Thursday, February 7, 2013
You may wonder about the benefits of reading to your baby. An infant won't understand everything you're doing or why. But you wouldn't wait until your child could understand what you were saying before you started speaking to him or her, right?
Reading aloud to your baby is a great activity you and your baby and do and continue to do for year. It's important for your baby.
Reading aloud:
- teaches a baby about communication
- introduces concepts such as stories, numbers, letters, colors, and shapes in a fun way
- builds listening, memory, and vocabulary skills
By the time a baby turns 1, they will have learned all the sounds needed to speak their language. The more stories you read aloud, the more words your child will be exposed to and the better he or she will be able to talk. Hearing words helps to build a nice vocabulary of words in a baby's brain. Kids whose parents frequently talk/read to them know more words by age 2 than children who have not been read to. And kids who are read to during their early years are more likely to learn to read at the right time.
When reading, your child hears you using many different emotions and expressive sounds, which fosters social and emotional development.
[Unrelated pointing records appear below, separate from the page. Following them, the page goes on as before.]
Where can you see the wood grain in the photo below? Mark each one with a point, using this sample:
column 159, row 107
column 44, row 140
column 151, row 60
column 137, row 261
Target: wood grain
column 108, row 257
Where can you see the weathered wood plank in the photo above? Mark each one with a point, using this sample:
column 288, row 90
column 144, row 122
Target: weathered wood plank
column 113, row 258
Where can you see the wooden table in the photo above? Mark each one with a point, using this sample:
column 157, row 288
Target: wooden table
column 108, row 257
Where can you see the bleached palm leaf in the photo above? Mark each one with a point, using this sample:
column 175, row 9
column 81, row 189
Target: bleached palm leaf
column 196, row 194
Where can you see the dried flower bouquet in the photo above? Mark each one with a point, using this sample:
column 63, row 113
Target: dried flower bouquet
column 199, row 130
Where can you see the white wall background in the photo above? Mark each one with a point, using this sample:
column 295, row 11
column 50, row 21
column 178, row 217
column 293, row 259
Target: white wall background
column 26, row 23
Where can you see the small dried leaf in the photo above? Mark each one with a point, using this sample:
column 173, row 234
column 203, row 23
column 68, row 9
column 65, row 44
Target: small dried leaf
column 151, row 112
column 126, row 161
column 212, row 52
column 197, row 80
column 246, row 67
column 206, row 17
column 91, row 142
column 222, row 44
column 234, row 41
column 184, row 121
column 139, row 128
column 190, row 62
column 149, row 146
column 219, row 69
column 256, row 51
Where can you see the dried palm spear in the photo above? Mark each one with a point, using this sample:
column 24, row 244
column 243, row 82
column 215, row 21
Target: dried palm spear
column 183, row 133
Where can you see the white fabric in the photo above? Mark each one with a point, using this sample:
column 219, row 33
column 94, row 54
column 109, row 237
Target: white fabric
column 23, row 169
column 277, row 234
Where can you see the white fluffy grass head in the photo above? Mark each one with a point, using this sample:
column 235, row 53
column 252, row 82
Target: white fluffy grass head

Reading also invites your baby to look, point, touch, and ask and answer questions and all of these things promote social development and thinking skills.
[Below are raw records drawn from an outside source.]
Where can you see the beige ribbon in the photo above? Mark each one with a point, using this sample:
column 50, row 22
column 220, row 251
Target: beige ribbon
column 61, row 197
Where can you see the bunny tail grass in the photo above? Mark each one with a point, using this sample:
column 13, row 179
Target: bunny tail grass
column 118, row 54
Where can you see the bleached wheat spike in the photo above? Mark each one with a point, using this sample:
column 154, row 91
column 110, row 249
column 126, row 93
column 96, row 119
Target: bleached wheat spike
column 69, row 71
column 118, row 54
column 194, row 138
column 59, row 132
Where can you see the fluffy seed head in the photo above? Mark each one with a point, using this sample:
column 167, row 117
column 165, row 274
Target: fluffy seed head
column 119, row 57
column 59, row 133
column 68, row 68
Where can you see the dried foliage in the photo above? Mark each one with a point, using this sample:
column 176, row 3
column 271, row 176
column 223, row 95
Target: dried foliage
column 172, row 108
But perhaps the most important reason to read aloud is that it makes a connection between the things your baby loves the most — your voice and closeness to you — and books. Spending time reading to your baby shows that reading is a skill worth learning.
Reading aloud to your child doesn't take any special things, just you and your baby and a couple of books. The library is a great place to get some books if you don't want to buy them, just make sure baby doesn't rip them before you return them. Read aloud for a few minutes at a time, but do it often.
Try to set aside time to read every day, maybe at naptime and bedtime. This will help to relax your baby and set expectations about when it's time to sleep. Set up a routine to read a book or two each night before your child goes to bed, this lets them know that after the books are done, it time for sleeping.
Here are some additional reading tips:
- Cuddling while you read helps your baby feel safe, warm, and connected to you.
- Read with expression, pitching your voice higher or lower where it's appropriate or using different voices for different characters.
- Don't worry about following the text exactly. Stop once in a while and ask questions or make comments on the pictures or text.
- Sing nursery rhymes, make funny animal sounds, or bounce your baby on your knee, how them that reading is fun.
- As your baby gets older, encourage him or her to touch the book or hold sturdier vinyl, cloth, or board books. You don't want to encourage chewing on books, but by putting them in his or her mouth, your baby is learning about them, finding out how books feel and taste.
Baby books should be easy to read and hold with bright pictures and backgrounds. Your baby will enjoy hearing your voice as you read.
Once your baby begins to grab, read vinyl or cloth books with faces, bright colors, and shapes. When your baby begins to respond to what's inside of books, add board books with pictures of babies or familiar objects like toys. When your child begins to do things like sit up in the bathtub or eat finger foods, find simple stories about daily routines like bedtime or bathtime. When talking starts, choose books that invite babies to repeat simple words or phrases and then there are always the potty books and many other books to get through fun and also stressful times.
On of tne of the best ways you can ensure that your little one grows up to be a reader is to have books around your house. When your baby is old enough to crawl over to a basket of toys and pick one out, make sure some books are included in the mix.